I think Jon and Kate plus 8 have been in the news alot lately. You could do Madonna with some black dolls attached to you. This might be wrong but how about a zombie Farah Faucett.


----------



## Halloweeeiner (Sep 20, 2007)

try and get a Michael Jackson costume together


----------



## TheEighthPlague (Jun 4, 2009)

Zombie George Washington?

You could do a rolling-over-in-his-grave impression for laughs!


----------



## Halloween Princess (Sep 23, 2008)

Katy Perry is big right now. For guys, a Bruno costume would be great.


----------



## GDfreak (Jul 11, 2006)

Halloween Princess said:


> Katy Perry is big right now. For guys, a Bruno costume would be great.

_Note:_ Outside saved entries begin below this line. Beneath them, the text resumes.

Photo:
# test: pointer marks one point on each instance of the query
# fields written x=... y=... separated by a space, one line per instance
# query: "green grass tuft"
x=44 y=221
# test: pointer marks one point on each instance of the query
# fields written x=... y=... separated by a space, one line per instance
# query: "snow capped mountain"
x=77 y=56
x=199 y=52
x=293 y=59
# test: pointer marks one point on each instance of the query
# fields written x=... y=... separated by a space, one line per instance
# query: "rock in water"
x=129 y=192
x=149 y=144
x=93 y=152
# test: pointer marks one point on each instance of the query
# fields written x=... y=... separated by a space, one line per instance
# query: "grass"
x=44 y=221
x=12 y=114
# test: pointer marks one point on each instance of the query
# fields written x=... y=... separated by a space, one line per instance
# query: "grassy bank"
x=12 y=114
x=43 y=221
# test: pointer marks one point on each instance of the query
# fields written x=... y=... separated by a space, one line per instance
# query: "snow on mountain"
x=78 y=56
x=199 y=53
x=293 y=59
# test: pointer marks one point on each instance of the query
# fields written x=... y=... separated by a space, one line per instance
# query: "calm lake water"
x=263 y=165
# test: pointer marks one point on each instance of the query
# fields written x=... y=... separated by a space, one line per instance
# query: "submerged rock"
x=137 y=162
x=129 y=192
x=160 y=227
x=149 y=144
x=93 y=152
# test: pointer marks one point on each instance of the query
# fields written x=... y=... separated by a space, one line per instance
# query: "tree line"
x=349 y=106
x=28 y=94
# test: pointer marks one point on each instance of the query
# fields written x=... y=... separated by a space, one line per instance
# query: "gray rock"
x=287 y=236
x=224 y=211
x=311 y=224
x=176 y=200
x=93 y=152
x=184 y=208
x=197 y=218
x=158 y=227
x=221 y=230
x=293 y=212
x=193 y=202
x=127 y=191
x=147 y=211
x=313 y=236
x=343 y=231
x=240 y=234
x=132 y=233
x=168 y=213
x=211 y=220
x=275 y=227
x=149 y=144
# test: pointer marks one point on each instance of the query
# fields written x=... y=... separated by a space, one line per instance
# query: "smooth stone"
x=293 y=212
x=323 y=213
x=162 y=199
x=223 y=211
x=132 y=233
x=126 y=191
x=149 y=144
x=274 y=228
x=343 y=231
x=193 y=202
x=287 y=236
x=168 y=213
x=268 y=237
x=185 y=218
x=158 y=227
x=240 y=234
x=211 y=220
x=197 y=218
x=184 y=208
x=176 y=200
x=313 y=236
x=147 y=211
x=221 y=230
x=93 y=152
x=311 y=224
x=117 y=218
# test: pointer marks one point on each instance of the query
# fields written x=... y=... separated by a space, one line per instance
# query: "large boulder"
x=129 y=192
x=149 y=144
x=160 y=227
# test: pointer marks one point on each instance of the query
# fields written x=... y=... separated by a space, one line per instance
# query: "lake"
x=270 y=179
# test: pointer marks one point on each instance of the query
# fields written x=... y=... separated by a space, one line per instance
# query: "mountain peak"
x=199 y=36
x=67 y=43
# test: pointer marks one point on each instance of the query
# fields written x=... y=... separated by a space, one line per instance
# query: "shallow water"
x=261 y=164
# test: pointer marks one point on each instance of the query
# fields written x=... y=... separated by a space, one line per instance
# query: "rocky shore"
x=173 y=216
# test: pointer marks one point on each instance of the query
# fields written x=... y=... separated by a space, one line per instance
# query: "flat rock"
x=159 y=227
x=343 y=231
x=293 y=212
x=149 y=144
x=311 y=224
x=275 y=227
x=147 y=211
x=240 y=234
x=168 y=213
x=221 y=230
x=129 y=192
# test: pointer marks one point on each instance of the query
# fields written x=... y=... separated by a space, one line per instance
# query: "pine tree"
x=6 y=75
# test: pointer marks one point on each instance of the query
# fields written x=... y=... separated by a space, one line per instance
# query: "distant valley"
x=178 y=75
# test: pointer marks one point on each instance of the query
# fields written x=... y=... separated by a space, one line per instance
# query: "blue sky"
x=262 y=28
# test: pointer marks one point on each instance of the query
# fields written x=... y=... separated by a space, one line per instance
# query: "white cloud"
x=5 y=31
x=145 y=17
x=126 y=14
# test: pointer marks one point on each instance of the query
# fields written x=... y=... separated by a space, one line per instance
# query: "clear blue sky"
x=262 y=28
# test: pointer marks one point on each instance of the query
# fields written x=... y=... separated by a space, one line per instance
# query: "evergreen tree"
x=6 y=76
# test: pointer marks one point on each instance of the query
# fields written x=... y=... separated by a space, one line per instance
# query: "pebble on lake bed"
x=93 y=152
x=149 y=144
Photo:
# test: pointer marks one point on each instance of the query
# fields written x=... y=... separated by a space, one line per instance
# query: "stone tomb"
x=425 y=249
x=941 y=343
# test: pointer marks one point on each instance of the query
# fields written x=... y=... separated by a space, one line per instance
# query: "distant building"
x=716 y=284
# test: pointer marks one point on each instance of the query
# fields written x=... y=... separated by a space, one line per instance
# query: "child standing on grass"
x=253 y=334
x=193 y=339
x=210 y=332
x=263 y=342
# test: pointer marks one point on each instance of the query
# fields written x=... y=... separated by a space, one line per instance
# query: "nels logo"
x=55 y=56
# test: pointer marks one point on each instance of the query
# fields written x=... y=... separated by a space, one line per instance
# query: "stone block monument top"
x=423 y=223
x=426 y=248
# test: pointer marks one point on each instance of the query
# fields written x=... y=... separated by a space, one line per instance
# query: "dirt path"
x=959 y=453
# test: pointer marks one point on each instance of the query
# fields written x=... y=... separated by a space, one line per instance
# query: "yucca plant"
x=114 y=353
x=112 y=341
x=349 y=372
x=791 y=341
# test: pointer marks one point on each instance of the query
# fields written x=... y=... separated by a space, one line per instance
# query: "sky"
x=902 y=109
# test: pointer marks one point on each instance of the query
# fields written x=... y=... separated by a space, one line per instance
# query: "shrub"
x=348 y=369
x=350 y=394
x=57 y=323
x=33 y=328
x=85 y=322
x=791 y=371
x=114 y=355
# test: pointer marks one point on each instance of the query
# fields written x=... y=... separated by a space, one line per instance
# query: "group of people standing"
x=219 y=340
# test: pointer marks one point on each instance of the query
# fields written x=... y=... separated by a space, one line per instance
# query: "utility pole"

BRUNO!!! hahaha! good idea.


----------



## Annea (Aug 14, 2004)

I thought Borat was worse, especially in the man-kini


----------



## Wolfman (Apr 15, 2004)

How about this "Famous 2009 Person"?


Video of Nadya Suleman Octomom Giving Birth | Dork Humor


A Pair of humongous red lips, a pillow on your stomach carrying eight baby dolls- OCTOMOM!


----------



## victoria1313 (Jan 29, 2009)

hard to say without knowing what u look like?


----------



## Halloween Fan (Jul 12, 2009)

I wonder how many people will be as Bruno this year.

That would also be a SCARY costume.


----------



## OMGDan (Sep 28, 2006)

Yeah i'm willing to put my money on Michael Jackson being one of the biggest ones this year. Especially with the high-school - college age guys looking for the shock factor.

I think there'll be a few Bruno's but as much as i thought that movie was hilarious i don't think it might have the staying power to reach Halloween, unless the DVD get's released in fall.


----------



## psox16 (Jun 6, 2009)

definitely mj, although billy mays would be an easy one to do. i'd bet there will be some familiar political faces. obama and sarah palin. even tho the election was last year, i would expect to see them this year.


----------



## kprimm (Apr 3, 2009)

How about Susan boyle from britians got talent?


----------



## halloweencreature (Aug 6, 2008)

I thinks wolfman's octomom idea is awesome!!!! You could even post a sign on the back saying something like please donate at my website: (whatever she used for donations). Good luck!



Wolfman said:


> How about this "Famous 2009 Person"?
> 
> 
> Video of Nadya Suleman Octomom Giving Birth | Dork Humor
> ...


----------



## wristslitter (Nov 21, 2008)

Zombie Michael Jackson????


----------